No direction?
Grassroots Shakespeare London, which is currently presenting Love’s Labour’s Lost and Romeo and Juliet at the Old Red Lion Theatre in Islington, calls itself an “original practice” company.
That doesn’t mean they have all their costumes made matching late sixteenth- and early-seventeenth-century fabrics and methods nor have all roles played by men and boys as in the Globe’s “original practices” productions. They do however sometimes ignore gender in their casting and more importantly follow what they consider Elizabethan practice in that the play has no director, a short rehearsal period and the actors bring their own props and costumes.
Having seen some of their productions I found it difficult to believe that they had really been developed without a director and, wanting to find out how this worked, I asked the person who started the company.
That’s Siobhan Daly, a young woman who has already gained considerable experience in the business. She has been putting on shows since she was a little girl and making theatre seems always to have been what she wanted.
She studied at the Royal Academy of Dramatic Art and at Kings College and Goldsmiths College, University of London. She has worked on the staff of West End and touring producers, with the Royal Opera House on project management, with English National Opera and for the BBC Television on research and script development, was Chair of ENO’s Young Patrons and studied on the SOLT / TMA Stage One training programme for potential commercial producers. All that in addition to acting on television and in the theatre.
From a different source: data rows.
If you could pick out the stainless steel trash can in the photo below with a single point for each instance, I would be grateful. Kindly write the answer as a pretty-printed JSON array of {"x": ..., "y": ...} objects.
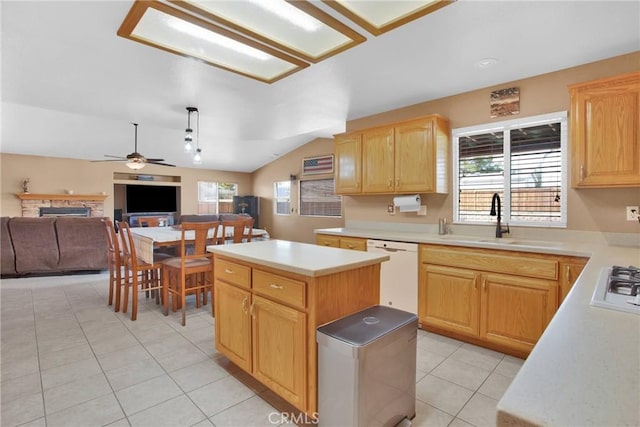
[{"x": 367, "y": 368}]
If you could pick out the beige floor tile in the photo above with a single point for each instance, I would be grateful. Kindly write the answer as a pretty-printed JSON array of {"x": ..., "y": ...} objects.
[
  {"x": 181, "y": 357},
  {"x": 509, "y": 366},
  {"x": 426, "y": 360},
  {"x": 23, "y": 410},
  {"x": 251, "y": 412},
  {"x": 122, "y": 358},
  {"x": 197, "y": 375},
  {"x": 134, "y": 373},
  {"x": 97, "y": 412},
  {"x": 479, "y": 411},
  {"x": 428, "y": 416},
  {"x": 220, "y": 395},
  {"x": 444, "y": 346},
  {"x": 76, "y": 392},
  {"x": 65, "y": 356},
  {"x": 17, "y": 388},
  {"x": 495, "y": 386},
  {"x": 147, "y": 394},
  {"x": 179, "y": 411},
  {"x": 442, "y": 394},
  {"x": 478, "y": 356},
  {"x": 74, "y": 371},
  {"x": 461, "y": 373}
]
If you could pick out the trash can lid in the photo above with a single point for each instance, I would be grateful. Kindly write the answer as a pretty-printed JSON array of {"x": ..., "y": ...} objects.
[{"x": 367, "y": 325}]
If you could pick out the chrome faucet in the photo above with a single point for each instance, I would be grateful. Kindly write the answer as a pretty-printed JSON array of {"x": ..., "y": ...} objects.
[{"x": 499, "y": 229}]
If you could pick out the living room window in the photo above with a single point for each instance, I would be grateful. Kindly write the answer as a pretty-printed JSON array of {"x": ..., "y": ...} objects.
[
  {"x": 216, "y": 197},
  {"x": 282, "y": 196},
  {"x": 522, "y": 160},
  {"x": 317, "y": 198}
]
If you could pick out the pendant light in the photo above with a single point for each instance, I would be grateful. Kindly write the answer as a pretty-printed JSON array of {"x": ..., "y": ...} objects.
[{"x": 188, "y": 136}]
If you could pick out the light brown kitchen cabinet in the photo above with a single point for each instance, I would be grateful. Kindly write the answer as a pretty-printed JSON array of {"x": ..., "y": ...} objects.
[
  {"x": 515, "y": 310},
  {"x": 266, "y": 320},
  {"x": 354, "y": 243},
  {"x": 348, "y": 159},
  {"x": 605, "y": 132},
  {"x": 499, "y": 299},
  {"x": 570, "y": 269},
  {"x": 403, "y": 157},
  {"x": 449, "y": 299}
]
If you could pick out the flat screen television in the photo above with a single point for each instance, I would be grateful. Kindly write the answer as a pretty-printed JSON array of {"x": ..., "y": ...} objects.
[{"x": 151, "y": 198}]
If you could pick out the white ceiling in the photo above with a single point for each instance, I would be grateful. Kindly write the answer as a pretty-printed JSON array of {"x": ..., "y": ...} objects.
[{"x": 70, "y": 86}]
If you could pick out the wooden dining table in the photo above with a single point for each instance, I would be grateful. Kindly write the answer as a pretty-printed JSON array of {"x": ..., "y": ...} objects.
[{"x": 146, "y": 239}]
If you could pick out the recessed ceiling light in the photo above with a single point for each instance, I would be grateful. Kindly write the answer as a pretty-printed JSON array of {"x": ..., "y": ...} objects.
[{"x": 486, "y": 63}]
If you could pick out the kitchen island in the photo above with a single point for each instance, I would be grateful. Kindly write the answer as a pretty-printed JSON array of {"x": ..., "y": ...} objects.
[{"x": 270, "y": 297}]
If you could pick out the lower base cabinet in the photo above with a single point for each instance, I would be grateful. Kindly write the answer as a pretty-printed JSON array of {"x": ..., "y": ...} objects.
[{"x": 500, "y": 299}]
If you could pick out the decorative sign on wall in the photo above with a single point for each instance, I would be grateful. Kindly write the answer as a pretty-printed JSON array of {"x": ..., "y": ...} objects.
[
  {"x": 505, "y": 102},
  {"x": 317, "y": 165}
]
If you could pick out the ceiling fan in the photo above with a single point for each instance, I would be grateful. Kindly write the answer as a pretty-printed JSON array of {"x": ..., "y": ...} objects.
[{"x": 136, "y": 160}]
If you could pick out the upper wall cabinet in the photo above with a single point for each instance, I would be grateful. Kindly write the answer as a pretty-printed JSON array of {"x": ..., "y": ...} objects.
[
  {"x": 406, "y": 157},
  {"x": 605, "y": 132}
]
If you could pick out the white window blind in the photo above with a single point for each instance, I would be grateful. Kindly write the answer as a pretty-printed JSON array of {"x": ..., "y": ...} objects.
[
  {"x": 282, "y": 196},
  {"x": 521, "y": 160},
  {"x": 317, "y": 198}
]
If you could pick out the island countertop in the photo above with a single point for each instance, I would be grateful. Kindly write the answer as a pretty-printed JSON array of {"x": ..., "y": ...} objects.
[{"x": 301, "y": 258}]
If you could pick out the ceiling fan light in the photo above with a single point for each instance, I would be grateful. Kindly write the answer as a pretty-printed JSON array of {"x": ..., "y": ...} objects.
[
  {"x": 135, "y": 165},
  {"x": 197, "y": 158}
]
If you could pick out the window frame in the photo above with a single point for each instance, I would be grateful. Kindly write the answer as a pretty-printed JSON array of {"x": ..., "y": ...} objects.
[
  {"x": 276, "y": 199},
  {"x": 506, "y": 126},
  {"x": 300, "y": 197}
]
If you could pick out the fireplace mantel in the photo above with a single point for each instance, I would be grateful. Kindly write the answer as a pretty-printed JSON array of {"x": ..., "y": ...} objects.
[{"x": 34, "y": 196}]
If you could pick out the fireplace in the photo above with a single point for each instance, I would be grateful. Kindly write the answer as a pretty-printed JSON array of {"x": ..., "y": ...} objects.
[{"x": 65, "y": 211}]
No director? Certainly not in the way most people think of a theatre director today she assured me. Grassroots productions are the pooled ideas of the whole company. She aims at a very democratic way of putting a show together.
The idea initially came from Mark Oram, an American whom she met when he was doing post graduate work in Exeter and she was performing in the Exeter Fringe Festival. He founded his own Grassroots Shakespeare in the United States in 2009 in Utah where it produces outdoor Shakespeare in the summer with a second branch set up this year in Alabama.
In their discussions about theatre and Shakespeare production in particular, she found his ideas stimulating and formed her company in 2011. It is entirely independent of the US companies but a sister company to them. While the American companies draw on student performers, Grassroots Shakespeare London is a professional company which has already mounted productions of A Midsummer Night’s Dream, The Merry Wives of Windsor, Much Ado About Nothing and The Tempest as well as this summer’s two plays.
As well as playing seasons on the London Fringe, both indoors and out, they have performed at The Scoop on the South Bank during the Queen’s Jubilee celebrations and were invited by the RSC to take their Much Ado to The Dell Theatre in Stratford as part of the World Shakespeare Festival.
In fact the company is far from the anarchic free-for-all you might at first envisage. While the aim may be to free the imagination you can’t make theatre without discipline but that doesn’t mean one person bossing the others around.